Residents will be given “smart” bins fitted with ID chips that can beam information to refuse wagons and town hall bosses about recycling habits. Plans are underway for existing bins to be retro-fitted with “refuse radio” devices in the borough of Redcar and Cleveland in the North-east of England The move will allow the authority to collect real-time data relating to bin collections, such as the number of bins collected at any given time and average weights, along with information on recycling rates.
It will also help the local authority cut its bill for replacing stolen bins, which cost it more than £72,000 last year. By comparing the weight of rubbish in recycling bins with that in domestic bins, the council believes it will be able to identify where more recycling education is needed.
Contracts worth £258,000 have already been awarded to the firm AC Weber to supply 170,000 new bins and electronically tag 150,000 old ones by March 31 next year. The technology, which will cover general waste, green and recycling bins, will go live in spring next year.
The council has a stockpile of 720 smart bins, but is waiting for refuse trucks to be fitted with the IT systems to monitor them.
Barry Hunt, cabinet member for the environment, confirmed the technology would allow the council to check how much residents were recycling.

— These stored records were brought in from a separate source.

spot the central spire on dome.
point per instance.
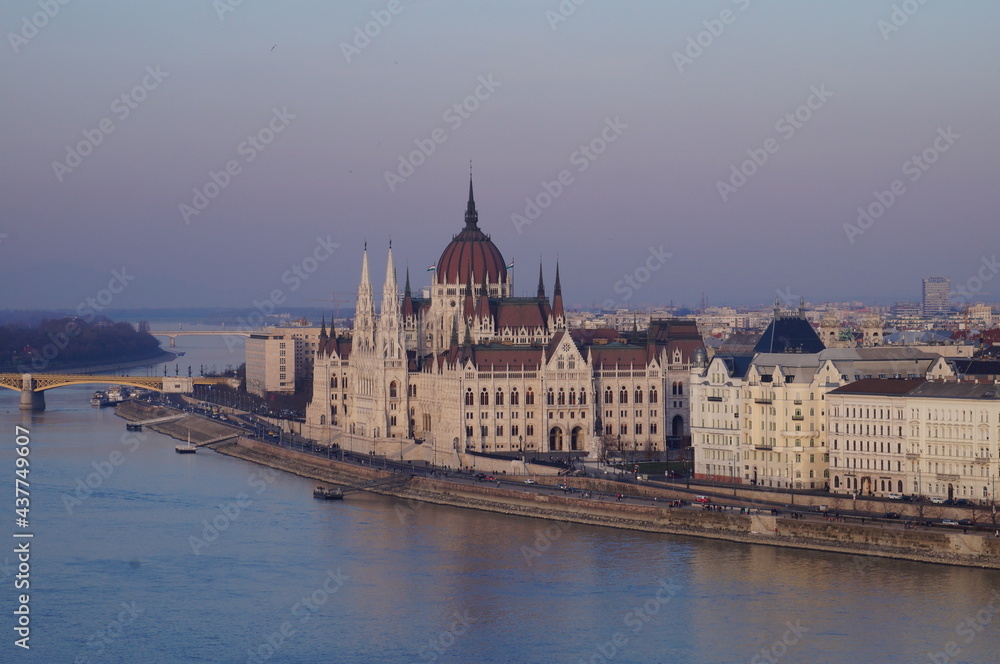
(471, 216)
(471, 254)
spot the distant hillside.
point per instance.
(72, 342)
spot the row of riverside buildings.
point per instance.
(866, 421)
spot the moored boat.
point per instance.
(186, 449)
(326, 493)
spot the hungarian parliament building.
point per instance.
(471, 368)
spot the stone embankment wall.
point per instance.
(890, 541)
(200, 428)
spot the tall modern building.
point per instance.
(936, 296)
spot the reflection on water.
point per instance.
(373, 579)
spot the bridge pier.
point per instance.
(32, 400)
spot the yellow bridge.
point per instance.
(32, 386)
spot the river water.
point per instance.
(143, 555)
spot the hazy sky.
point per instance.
(674, 99)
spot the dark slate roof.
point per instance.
(880, 386)
(976, 367)
(738, 364)
(957, 390)
(739, 343)
(518, 312)
(789, 333)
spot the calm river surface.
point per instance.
(205, 558)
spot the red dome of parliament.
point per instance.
(471, 253)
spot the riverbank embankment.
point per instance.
(871, 540)
(544, 502)
(200, 429)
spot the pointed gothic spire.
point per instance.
(471, 216)
(557, 306)
(484, 299)
(323, 339)
(468, 336)
(469, 305)
(407, 296)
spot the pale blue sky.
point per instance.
(656, 184)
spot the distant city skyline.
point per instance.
(837, 152)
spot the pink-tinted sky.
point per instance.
(873, 83)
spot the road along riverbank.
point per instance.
(546, 502)
(879, 541)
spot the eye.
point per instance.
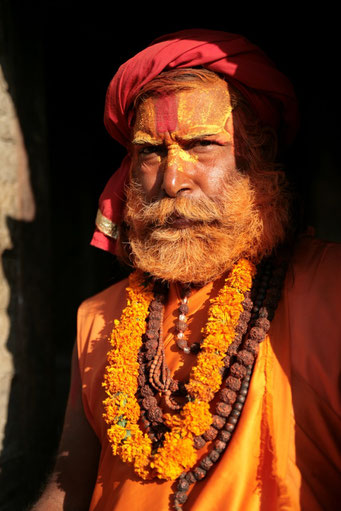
(151, 150)
(202, 144)
(147, 150)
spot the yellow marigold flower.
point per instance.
(197, 417)
(178, 454)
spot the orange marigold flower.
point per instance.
(178, 454)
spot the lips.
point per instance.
(179, 222)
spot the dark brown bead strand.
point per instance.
(181, 323)
(245, 358)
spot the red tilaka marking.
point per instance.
(166, 113)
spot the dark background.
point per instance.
(58, 58)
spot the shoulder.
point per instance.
(314, 304)
(316, 267)
(107, 300)
(97, 314)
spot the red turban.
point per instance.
(267, 90)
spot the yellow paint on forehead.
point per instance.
(200, 111)
(204, 109)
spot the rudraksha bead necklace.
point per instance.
(154, 374)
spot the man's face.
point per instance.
(190, 213)
(182, 144)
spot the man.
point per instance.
(195, 403)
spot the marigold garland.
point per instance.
(122, 411)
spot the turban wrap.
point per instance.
(268, 92)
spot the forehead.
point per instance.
(204, 107)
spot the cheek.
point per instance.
(214, 172)
(147, 173)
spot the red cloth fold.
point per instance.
(267, 90)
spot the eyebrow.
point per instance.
(146, 140)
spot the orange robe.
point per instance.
(284, 452)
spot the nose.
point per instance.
(177, 174)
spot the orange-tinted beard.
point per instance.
(241, 223)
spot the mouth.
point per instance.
(179, 222)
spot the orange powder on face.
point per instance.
(175, 120)
(166, 113)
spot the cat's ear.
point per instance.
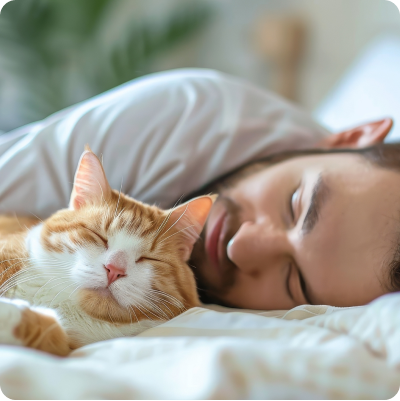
(189, 218)
(90, 184)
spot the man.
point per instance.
(308, 228)
(319, 228)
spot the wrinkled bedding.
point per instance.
(310, 352)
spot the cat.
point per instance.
(107, 267)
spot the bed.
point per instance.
(310, 352)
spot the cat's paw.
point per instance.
(10, 318)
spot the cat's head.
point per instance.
(126, 260)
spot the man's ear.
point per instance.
(360, 137)
(90, 184)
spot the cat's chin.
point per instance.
(104, 292)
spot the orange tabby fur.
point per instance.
(89, 223)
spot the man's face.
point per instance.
(313, 229)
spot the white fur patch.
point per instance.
(10, 318)
(58, 277)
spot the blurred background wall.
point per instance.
(54, 53)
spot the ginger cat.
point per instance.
(107, 267)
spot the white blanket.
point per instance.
(307, 353)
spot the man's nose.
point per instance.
(256, 246)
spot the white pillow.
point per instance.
(369, 91)
(161, 136)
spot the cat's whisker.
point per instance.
(133, 310)
(10, 267)
(173, 302)
(48, 282)
(27, 279)
(161, 302)
(142, 306)
(51, 303)
(76, 289)
(59, 278)
(119, 197)
(157, 308)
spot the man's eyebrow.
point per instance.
(318, 198)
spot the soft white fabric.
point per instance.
(352, 353)
(163, 136)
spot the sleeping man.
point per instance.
(303, 216)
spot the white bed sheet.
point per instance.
(309, 353)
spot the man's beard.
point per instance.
(208, 291)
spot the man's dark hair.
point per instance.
(383, 155)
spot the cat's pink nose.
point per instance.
(114, 273)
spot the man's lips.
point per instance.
(213, 240)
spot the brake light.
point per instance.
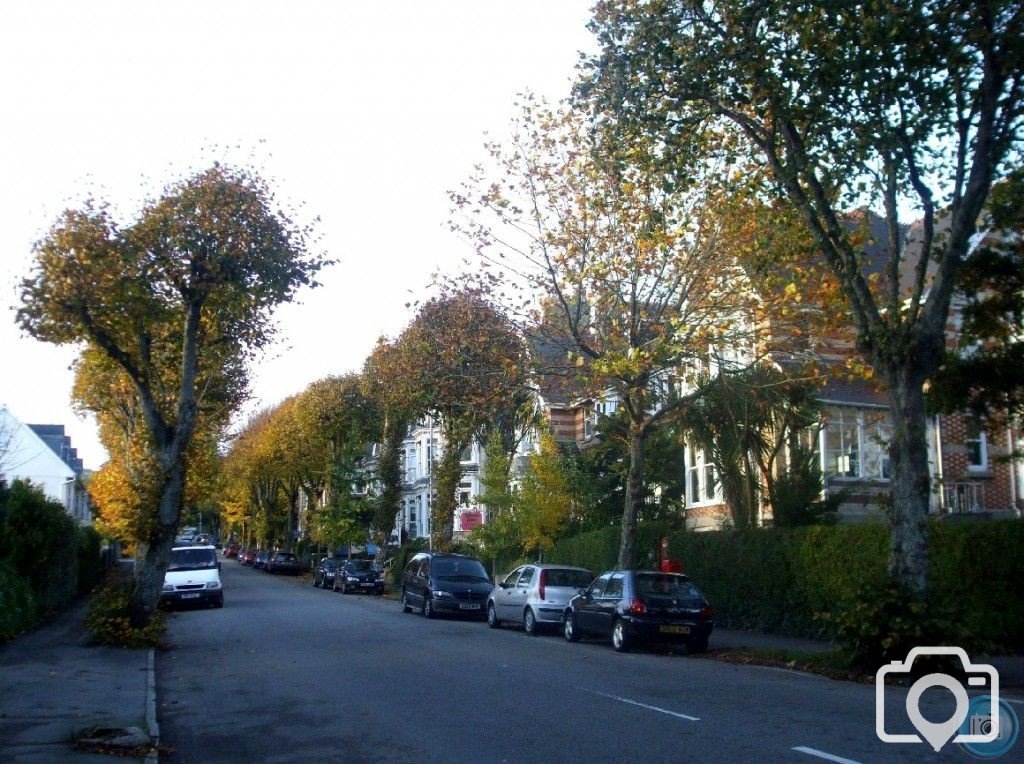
(637, 607)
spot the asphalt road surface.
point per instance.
(286, 672)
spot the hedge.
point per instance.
(46, 560)
(777, 580)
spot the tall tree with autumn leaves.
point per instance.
(464, 362)
(639, 285)
(185, 291)
(913, 105)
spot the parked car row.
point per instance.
(272, 562)
(628, 607)
(346, 576)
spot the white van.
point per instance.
(193, 577)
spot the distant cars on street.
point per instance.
(283, 562)
(635, 606)
(358, 576)
(444, 584)
(325, 571)
(536, 595)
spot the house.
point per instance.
(422, 447)
(44, 456)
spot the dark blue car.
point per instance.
(635, 606)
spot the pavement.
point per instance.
(54, 686)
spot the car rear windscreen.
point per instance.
(458, 569)
(192, 559)
(573, 579)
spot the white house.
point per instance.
(42, 455)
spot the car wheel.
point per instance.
(529, 622)
(569, 628)
(620, 639)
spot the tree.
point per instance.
(983, 372)
(462, 361)
(637, 282)
(176, 299)
(549, 496)
(910, 105)
(744, 420)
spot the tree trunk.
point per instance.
(634, 498)
(908, 558)
(150, 575)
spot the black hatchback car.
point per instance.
(358, 576)
(635, 606)
(455, 584)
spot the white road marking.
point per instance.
(642, 705)
(823, 755)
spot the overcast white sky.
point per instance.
(365, 113)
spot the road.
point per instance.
(286, 672)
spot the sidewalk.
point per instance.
(55, 685)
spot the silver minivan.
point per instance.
(536, 595)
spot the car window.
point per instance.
(597, 588)
(466, 569)
(567, 578)
(512, 578)
(527, 576)
(669, 586)
(192, 559)
(614, 587)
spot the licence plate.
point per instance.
(675, 629)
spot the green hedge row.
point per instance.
(777, 580)
(45, 558)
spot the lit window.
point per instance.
(977, 446)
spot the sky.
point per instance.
(361, 114)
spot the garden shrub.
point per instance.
(17, 607)
(41, 544)
(90, 563)
(882, 624)
(109, 623)
(811, 581)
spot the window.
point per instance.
(701, 479)
(614, 587)
(597, 588)
(977, 446)
(856, 442)
(512, 577)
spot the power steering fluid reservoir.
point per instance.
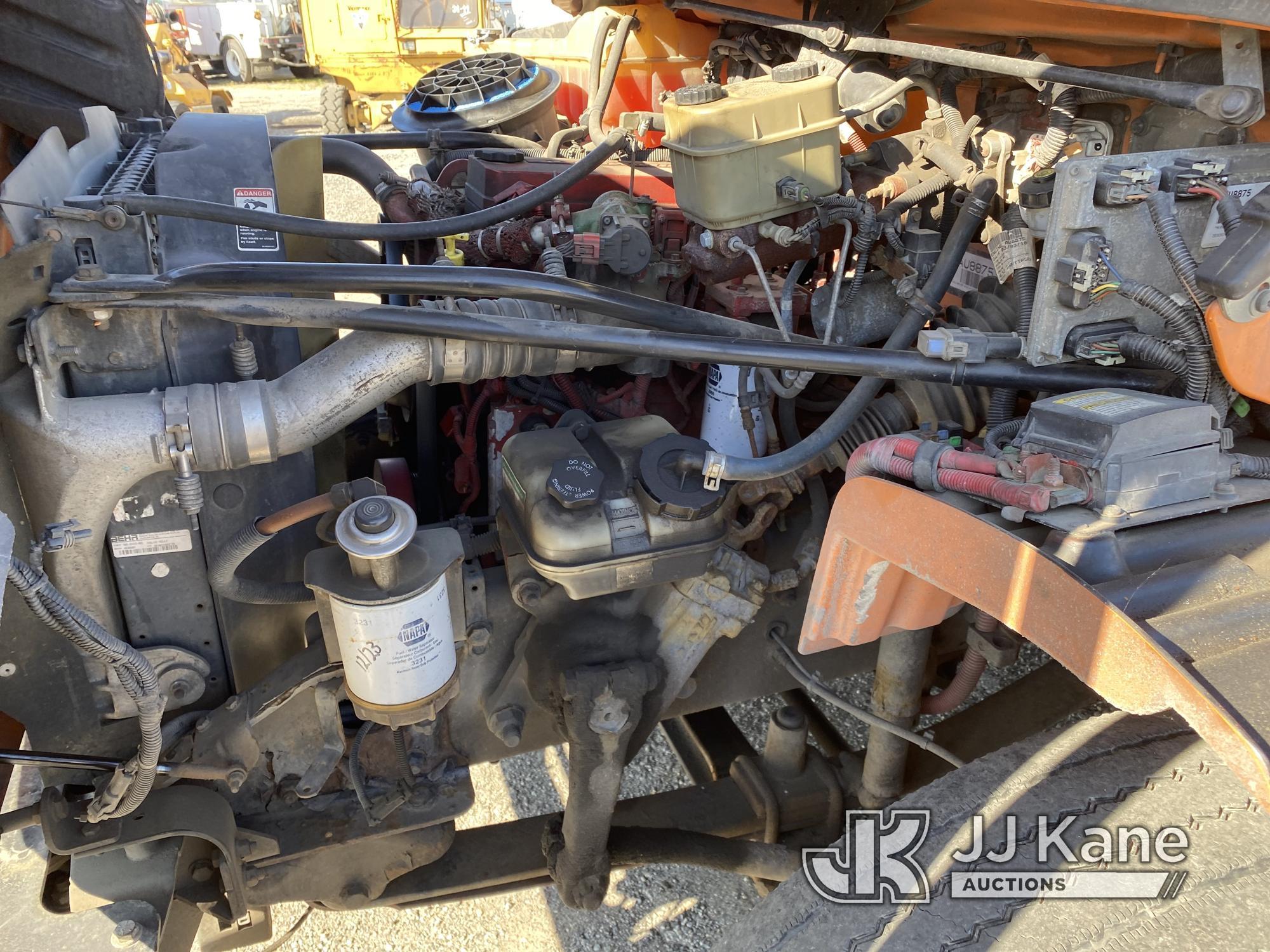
(389, 600)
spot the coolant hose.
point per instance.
(965, 682)
(925, 305)
(1062, 117)
(1006, 431)
(600, 101)
(223, 571)
(1182, 321)
(1160, 205)
(1255, 468)
(137, 677)
(516, 208)
(957, 129)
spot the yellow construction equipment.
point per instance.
(377, 50)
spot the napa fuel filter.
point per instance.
(387, 604)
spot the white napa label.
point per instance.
(256, 200)
(1213, 233)
(722, 417)
(1010, 252)
(138, 544)
(973, 270)
(399, 653)
(1108, 404)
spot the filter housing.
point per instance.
(397, 643)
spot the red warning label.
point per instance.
(256, 200)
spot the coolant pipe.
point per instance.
(140, 204)
(924, 307)
(421, 323)
(271, 277)
(892, 456)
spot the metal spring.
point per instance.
(190, 493)
(243, 354)
(553, 262)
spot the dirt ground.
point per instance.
(652, 908)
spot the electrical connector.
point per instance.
(1083, 268)
(1183, 175)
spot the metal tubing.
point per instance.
(139, 204)
(605, 340)
(1235, 106)
(899, 699)
(272, 277)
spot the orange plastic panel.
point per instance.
(1243, 351)
(1034, 595)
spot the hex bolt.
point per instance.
(478, 639)
(506, 724)
(528, 593)
(374, 516)
(128, 932)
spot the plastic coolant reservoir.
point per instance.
(722, 422)
(396, 654)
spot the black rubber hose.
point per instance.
(446, 282)
(957, 129)
(1160, 205)
(1062, 117)
(1001, 404)
(885, 417)
(355, 769)
(223, 574)
(392, 232)
(1182, 321)
(1001, 432)
(916, 195)
(441, 159)
(1255, 468)
(639, 846)
(1154, 351)
(925, 305)
(358, 163)
(598, 105)
(439, 139)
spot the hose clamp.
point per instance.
(926, 465)
(713, 470)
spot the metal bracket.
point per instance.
(1241, 64)
(175, 812)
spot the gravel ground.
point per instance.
(656, 908)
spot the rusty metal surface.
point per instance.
(1038, 597)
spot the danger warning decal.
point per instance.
(256, 200)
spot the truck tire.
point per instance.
(238, 65)
(335, 110)
(1113, 771)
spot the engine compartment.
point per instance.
(571, 477)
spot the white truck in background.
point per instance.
(242, 36)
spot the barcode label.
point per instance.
(135, 544)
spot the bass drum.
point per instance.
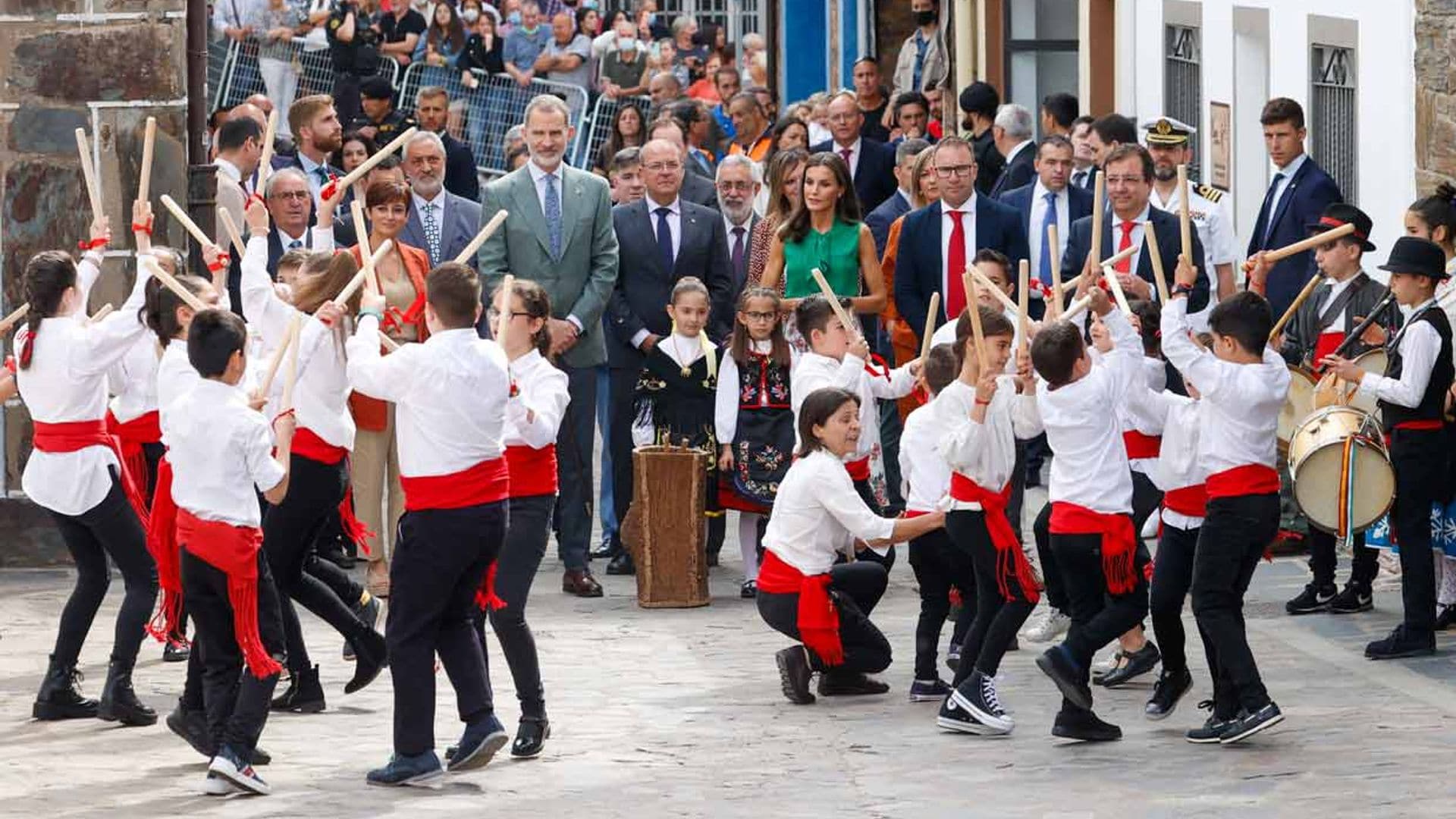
(1316, 457)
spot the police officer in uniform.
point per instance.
(1168, 142)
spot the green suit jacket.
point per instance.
(580, 281)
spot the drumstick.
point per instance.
(989, 284)
(147, 146)
(171, 283)
(479, 238)
(1153, 256)
(929, 327)
(833, 300)
(1310, 287)
(503, 322)
(89, 172)
(1184, 221)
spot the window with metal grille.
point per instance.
(1183, 82)
(1332, 115)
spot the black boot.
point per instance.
(303, 695)
(118, 701)
(60, 698)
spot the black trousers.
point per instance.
(237, 700)
(290, 531)
(998, 615)
(1365, 564)
(440, 558)
(1097, 615)
(855, 588)
(1234, 537)
(1420, 480)
(938, 564)
(108, 529)
(1172, 577)
(526, 532)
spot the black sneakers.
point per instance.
(1351, 599)
(1166, 692)
(1312, 599)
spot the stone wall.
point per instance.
(104, 66)
(1435, 93)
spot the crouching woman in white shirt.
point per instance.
(804, 591)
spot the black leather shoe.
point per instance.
(622, 564)
(530, 736)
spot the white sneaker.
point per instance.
(1050, 629)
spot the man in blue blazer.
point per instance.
(922, 267)
(1049, 200)
(871, 164)
(1128, 186)
(1298, 196)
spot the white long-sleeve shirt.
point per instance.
(817, 515)
(1239, 409)
(449, 394)
(67, 382)
(1090, 468)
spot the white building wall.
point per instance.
(1238, 38)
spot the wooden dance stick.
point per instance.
(149, 142)
(479, 238)
(89, 172)
(171, 283)
(1156, 259)
(929, 327)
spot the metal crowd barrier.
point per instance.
(497, 104)
(598, 129)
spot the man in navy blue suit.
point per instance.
(1298, 196)
(1046, 202)
(871, 164)
(940, 241)
(1128, 171)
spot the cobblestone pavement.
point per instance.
(677, 713)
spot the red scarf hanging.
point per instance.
(1119, 541)
(819, 618)
(234, 551)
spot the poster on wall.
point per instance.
(1220, 145)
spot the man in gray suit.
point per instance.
(560, 235)
(663, 238)
(440, 222)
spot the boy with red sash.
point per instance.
(1242, 384)
(450, 395)
(220, 449)
(983, 414)
(1091, 494)
(1413, 403)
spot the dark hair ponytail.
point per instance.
(47, 278)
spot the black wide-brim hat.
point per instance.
(1419, 257)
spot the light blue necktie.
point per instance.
(554, 216)
(1047, 221)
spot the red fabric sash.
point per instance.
(858, 469)
(1119, 541)
(162, 544)
(74, 436)
(819, 618)
(234, 551)
(1248, 480)
(1009, 558)
(533, 471)
(488, 482)
(1141, 447)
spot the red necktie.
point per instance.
(954, 267)
(1125, 243)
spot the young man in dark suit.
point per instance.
(1298, 194)
(871, 164)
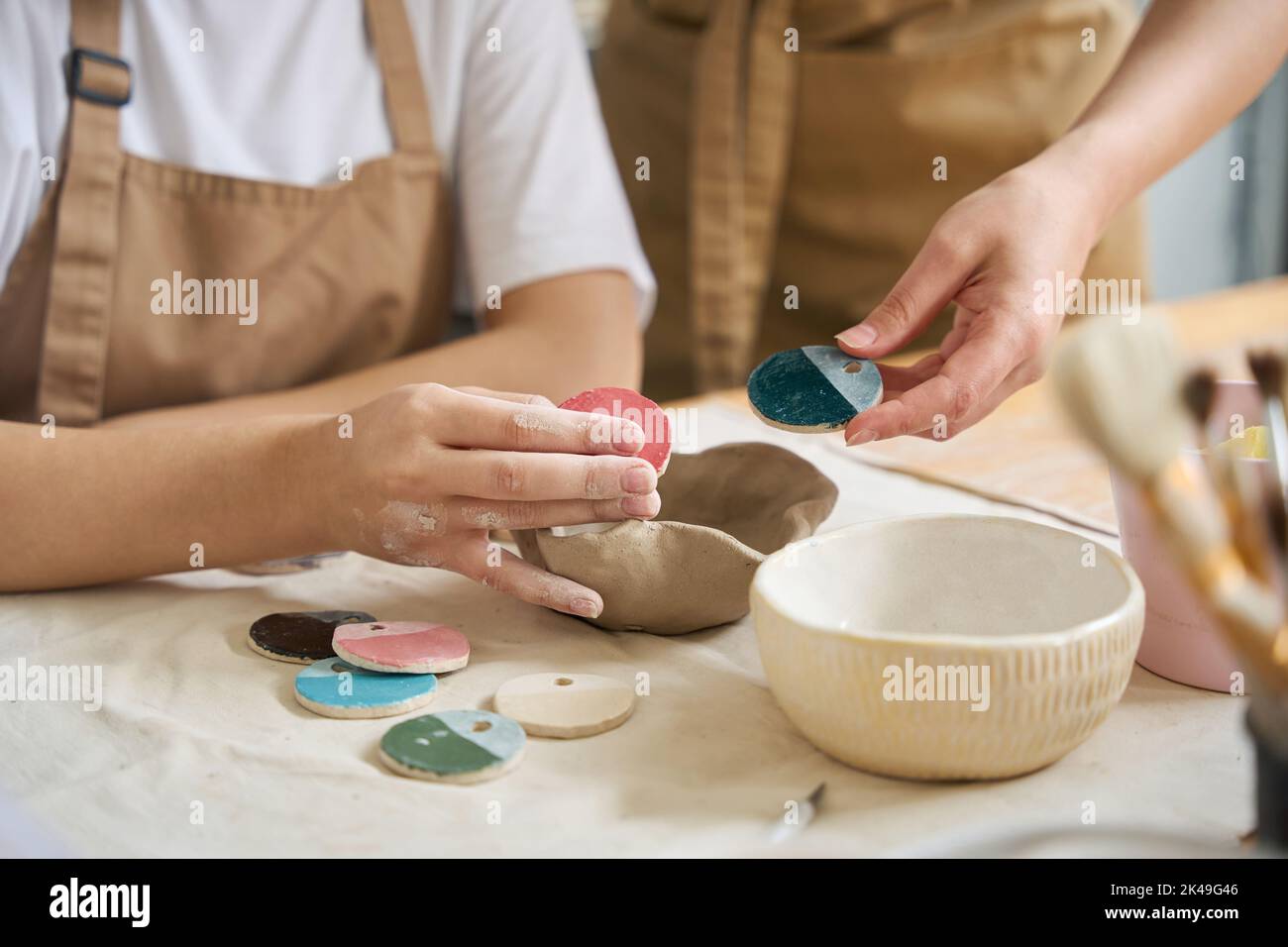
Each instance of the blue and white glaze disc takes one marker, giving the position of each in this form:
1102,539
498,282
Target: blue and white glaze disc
335,688
812,389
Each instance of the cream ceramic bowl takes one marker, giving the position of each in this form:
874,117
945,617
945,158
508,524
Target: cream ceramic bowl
947,647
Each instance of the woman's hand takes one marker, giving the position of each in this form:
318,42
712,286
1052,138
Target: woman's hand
428,471
987,254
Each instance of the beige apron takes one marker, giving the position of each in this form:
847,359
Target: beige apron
812,169
344,275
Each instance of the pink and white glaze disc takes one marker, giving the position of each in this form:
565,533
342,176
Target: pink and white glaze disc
402,647
631,406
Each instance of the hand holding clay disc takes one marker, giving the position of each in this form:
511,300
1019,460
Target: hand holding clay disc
812,389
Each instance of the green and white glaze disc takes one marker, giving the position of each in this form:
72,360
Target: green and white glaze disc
812,389
336,688
454,746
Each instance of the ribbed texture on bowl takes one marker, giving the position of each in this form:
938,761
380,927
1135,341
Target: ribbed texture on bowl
1047,693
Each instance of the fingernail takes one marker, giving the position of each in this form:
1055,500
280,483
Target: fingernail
630,440
858,337
645,505
585,607
639,479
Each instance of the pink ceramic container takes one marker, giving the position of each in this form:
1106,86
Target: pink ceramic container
1181,641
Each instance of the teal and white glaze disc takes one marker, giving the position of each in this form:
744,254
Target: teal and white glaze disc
812,389
333,686
454,746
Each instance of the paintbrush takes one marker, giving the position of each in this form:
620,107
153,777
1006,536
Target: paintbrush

He said: “With this virus more people are working from home and there is more rubbish. People do not realise how hard it is to keep bin collections going and the tips working.
“I hope people don’t think it’s Big Brother – because in my opinion it is not. We all should be doing our best to recycle.We are not trying to catch people out, we are trying to help.
“As a council, we are always looking for innovative ways to improve the delivery of our services, honour our commitment for a cleaner and greener environment and to create better value for money for residents.
“Introducing chips on recycling bins provides a number of other benefits – they allow us to check all bins on a round have been processed.
“The technology will also allow us to monitor the weight of what we collect to improve the efficiency of our bin rounds.”
Danielle Boxall, media campaign manager at the TaxPayers’ Alliance, said: “Taxpayers in Redcar and Cleveland will be feeling rubbish when they learn their bins are being bugged. With budgets tight, local authorities should be prioritising keeping essential services like bin collections going, not installing refuse radios.
“Councils must put a stop to this kind of wasteful spending and recycle the money elsewhere.”
One resident said: “It is still an invasion of privacy, no matter how you dress it up. It is like they will be X-raying our bins so they can fine us if we stray. And we will have to pay more for new bins.”